The inhibition argument partially inverted for video. You argued people would be more inhibited about video than text, reducing video production. But the smartphone + front camera + selfie culture + TikTok’s ephemeral/low-stakes aesthetic created a generation that is less inhibited about video than text. For many young people, typing out a thought feels more labored than filming themselves saying it.
Image platforms became more sophisticated than the meme-scaffold model. Instagram became a major driver of culture, commerce, and communication in ways that went beyond images-as-text-scaffolding. The visual identity economy (influencer culture, brand aesthetics) is genuinely image/video-native in ways that don’t reduce to text.
How LLMs Change the Text vs. Video Equation
This is where it gets most interesting, and I think the LLM era dramatically amplifies your core thesis while also introducing some genuinely new wrinkles.
LLMs are the apotheosis of text supremacy. The entire edifice of foundation models is built on text. The reason LLMs are so capable is precisely that the internet’s accumulated text was a dense, searchable, linkable, structured knowledge base — exactly the properties you argued for. If the internet had been primarily video since 2000, we would not have GPT-4. In a sense, the world bet on text as the training substrate, and it paid off in a way that creates further lock-in to text.
Text generation is now free. One of your core arguments was that text is cheaper to produce. LLMs make this even more true — to the point of near-zero marginal cost for competent text. This should further shift the balance toward text, since the production-cost advantage of video erodes (it still takes effort to make a good video), while the production-cost advantage of text collapses entirely in the other direction.
LLMs as text-to-everything interfaces. Rather than video replacing text for search and information retrieval, we’re now seeing text interfaces that generate code, images, analysis, and even video (Sora, Runway, etc.).

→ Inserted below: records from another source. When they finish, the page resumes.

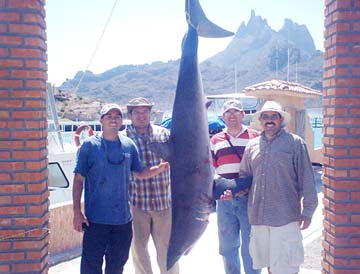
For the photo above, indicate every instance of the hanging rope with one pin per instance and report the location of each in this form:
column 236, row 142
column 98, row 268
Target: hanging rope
column 97, row 46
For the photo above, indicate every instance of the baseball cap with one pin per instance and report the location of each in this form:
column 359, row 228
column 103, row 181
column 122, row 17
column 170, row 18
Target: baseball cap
column 232, row 104
column 106, row 109
column 138, row 102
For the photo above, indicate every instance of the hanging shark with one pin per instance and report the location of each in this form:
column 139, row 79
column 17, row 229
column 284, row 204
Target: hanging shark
column 188, row 150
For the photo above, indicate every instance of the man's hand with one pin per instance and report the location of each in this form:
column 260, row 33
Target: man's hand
column 304, row 222
column 163, row 165
column 227, row 195
column 78, row 220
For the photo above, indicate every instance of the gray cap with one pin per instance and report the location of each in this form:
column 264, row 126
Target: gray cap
column 106, row 109
column 138, row 102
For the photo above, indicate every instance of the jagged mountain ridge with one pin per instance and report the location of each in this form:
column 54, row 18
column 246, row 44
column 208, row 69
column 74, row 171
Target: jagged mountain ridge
column 257, row 53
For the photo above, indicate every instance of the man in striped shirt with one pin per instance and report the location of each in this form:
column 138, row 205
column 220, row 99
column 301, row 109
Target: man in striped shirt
column 150, row 198
column 227, row 148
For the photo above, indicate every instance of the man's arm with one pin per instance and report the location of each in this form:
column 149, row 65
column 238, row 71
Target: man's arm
column 79, row 218
column 150, row 172
column 307, row 184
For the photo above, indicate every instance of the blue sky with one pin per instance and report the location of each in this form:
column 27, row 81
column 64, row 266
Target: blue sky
column 144, row 31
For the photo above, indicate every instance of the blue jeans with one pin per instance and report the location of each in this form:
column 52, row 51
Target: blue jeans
column 233, row 222
column 111, row 241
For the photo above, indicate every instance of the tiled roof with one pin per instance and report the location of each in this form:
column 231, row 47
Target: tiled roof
column 279, row 86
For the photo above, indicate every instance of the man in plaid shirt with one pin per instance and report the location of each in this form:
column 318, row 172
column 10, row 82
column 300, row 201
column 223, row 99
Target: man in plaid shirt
column 150, row 198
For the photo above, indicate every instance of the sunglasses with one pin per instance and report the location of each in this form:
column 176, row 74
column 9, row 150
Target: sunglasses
column 116, row 158
column 271, row 117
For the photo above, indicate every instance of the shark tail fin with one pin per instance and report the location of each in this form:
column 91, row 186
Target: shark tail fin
column 196, row 17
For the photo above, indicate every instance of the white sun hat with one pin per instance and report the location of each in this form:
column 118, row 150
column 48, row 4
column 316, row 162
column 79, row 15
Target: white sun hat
column 273, row 106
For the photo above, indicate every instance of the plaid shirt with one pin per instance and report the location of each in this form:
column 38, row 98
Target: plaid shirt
column 283, row 179
column 151, row 194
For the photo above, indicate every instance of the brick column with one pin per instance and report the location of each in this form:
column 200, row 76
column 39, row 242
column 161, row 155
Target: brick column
column 341, row 109
column 24, row 214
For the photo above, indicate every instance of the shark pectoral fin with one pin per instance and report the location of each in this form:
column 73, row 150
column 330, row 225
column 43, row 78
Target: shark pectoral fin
column 162, row 149
column 208, row 103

Text has become the universal command layer — you prompt in text and get any modality back. This is a stronger form of text dominance than you argued for: text isn’t just winning the communication war, it’s becoming the control plane for all modalities.
But: video-to-text pipelines are getting very good. Auto-transcription (Whisper-quality and above), video summarization, multimodal models that can “read” video — these reduce one of text’s competitive advantages (searchability). If every YouTube video is automatically transcribed, indexed, and queryable, the search advantage of text partially transfers to video. This is a genuine new development that could modestly weaken your case.
The LLM UI is pure augmented text. Claude, ChatGPT, Perplexity — these are the dominant new computing interfaces of the 2020s, and they are quintessentially text-native. The “augmented text” future you described arrived in the form of conversational AI rather than the richer Facebook-style social annotations you imagined, but the basic prediction was correct.
A subtle reversal for LLM-generated content: one concern is that as text generation becomes cheap and ubiquitous, human-produced video may become a stronger authenticity signal. If you can’t tell whether a text was written by a person or an LLM, the value of video as proof-of-person might actually increase. This is speculative but worth watching.
Overall verdict: I’d say roughly 70% of the piece has aged well, with the main blind spot being the TikTok-style video revolution and the underestimation of podcast culture. The LLM era has, if anything, been a late-stage vindication of the core thesis — text dominated long enough and densely enough to become the training substrate for the most transformative technology in decades, and that technology is now making text even more dominant as a control interface. Your machine learning passage in particular reads almost prophetically given where things ended up.